For me I see the s-pen as more of a handy addon as not every Windows 8 tablet that has inking capabilities has an inbuilt stylus silo. There is nothing worse than losing your stylus or heading into a meeting and not having it on you, so for me this was an important consideration and backup. It may also factor into your buying considerations as the Asus and HP offerings for example will require the stylus purchased as a separate accessory (these can be up to $50).
The only other criticism some will have with the S-pen is the actual silo. As mentioned above its great that it has this inbuilt but there’s no denying its really tightly in built. This is good in the sense that you should have no fear of your s-pen falling out and going walk-about. On the other hand it can be tricky to get out of the silo and based on one of my female colleagues test drives of the unit, I recommend being careful using your nails to do so.
Performance – The Power of the Atom
It’s no secret that in recent years Atom processors have not enjoyed the best of reputations.

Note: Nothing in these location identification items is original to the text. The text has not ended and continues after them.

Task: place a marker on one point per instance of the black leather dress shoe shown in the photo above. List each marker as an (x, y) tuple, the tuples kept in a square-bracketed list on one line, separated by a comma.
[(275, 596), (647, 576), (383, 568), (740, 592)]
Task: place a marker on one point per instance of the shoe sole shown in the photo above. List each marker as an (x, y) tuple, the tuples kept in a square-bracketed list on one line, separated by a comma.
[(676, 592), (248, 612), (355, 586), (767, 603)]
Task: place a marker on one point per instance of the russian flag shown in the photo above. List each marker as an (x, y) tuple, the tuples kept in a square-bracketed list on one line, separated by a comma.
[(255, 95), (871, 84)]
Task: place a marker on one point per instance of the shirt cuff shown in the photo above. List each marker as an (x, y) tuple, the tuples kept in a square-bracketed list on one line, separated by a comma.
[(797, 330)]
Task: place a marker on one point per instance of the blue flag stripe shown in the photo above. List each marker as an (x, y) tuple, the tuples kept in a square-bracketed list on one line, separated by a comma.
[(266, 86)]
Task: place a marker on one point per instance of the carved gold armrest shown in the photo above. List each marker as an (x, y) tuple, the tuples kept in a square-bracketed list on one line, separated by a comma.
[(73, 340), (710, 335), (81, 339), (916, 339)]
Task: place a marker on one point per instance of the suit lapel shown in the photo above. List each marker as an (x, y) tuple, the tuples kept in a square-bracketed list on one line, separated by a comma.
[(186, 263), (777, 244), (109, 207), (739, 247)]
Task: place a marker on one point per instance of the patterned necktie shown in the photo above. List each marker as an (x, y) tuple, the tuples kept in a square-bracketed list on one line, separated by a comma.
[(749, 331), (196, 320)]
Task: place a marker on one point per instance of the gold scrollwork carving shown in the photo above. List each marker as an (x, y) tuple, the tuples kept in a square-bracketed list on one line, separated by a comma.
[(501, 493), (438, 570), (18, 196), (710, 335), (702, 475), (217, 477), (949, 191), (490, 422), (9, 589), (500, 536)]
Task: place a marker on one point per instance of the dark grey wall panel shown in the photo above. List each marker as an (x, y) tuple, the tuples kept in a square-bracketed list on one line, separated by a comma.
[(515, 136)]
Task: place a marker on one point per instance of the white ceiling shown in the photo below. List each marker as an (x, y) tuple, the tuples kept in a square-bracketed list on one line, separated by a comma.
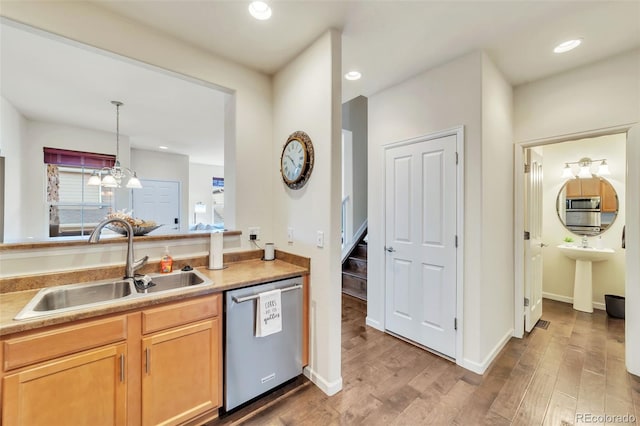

Often considered cheap and poor performing and made all the worse by being used with even cheaper components to produce those low cost netbooks. This has often resulted in a frustratingly slow and lag ridden experience for consumers. The new dual core 1.8ghz Clover Trail atom processor throws the past out the window and delivers an exceptionally capable, snappy and smooth user experience.
- Day to day use applications like Internet explorer open instantly are quick and response and show no signs of stressing the processor. Same for youtube etc
- Multi-tasking and switching between desktop and metro apps is smooth and flawless
- Office applications like OneNote and Word open in less than 1.5 seconds or simply just as quick as they do on your desktop.
- The device carves through 720p and 1080p content smoothly and without issue
- IE10 in the metro interface is a quick and enjoyable experience on the tablet.
The only negative I could throw at the processor – and I’m inclined to think it more a software issue – is the performance of Metro apps. Much like on the surface they can take several seconds to initialise, generally once they are loaded the performance is great with the exception of the inking experience. For reasons unknown the metro based apps of OneNote MX and S Note Mini do lag when inking but I will stress again the desktop inking applications load quickly, run smooth and fluid.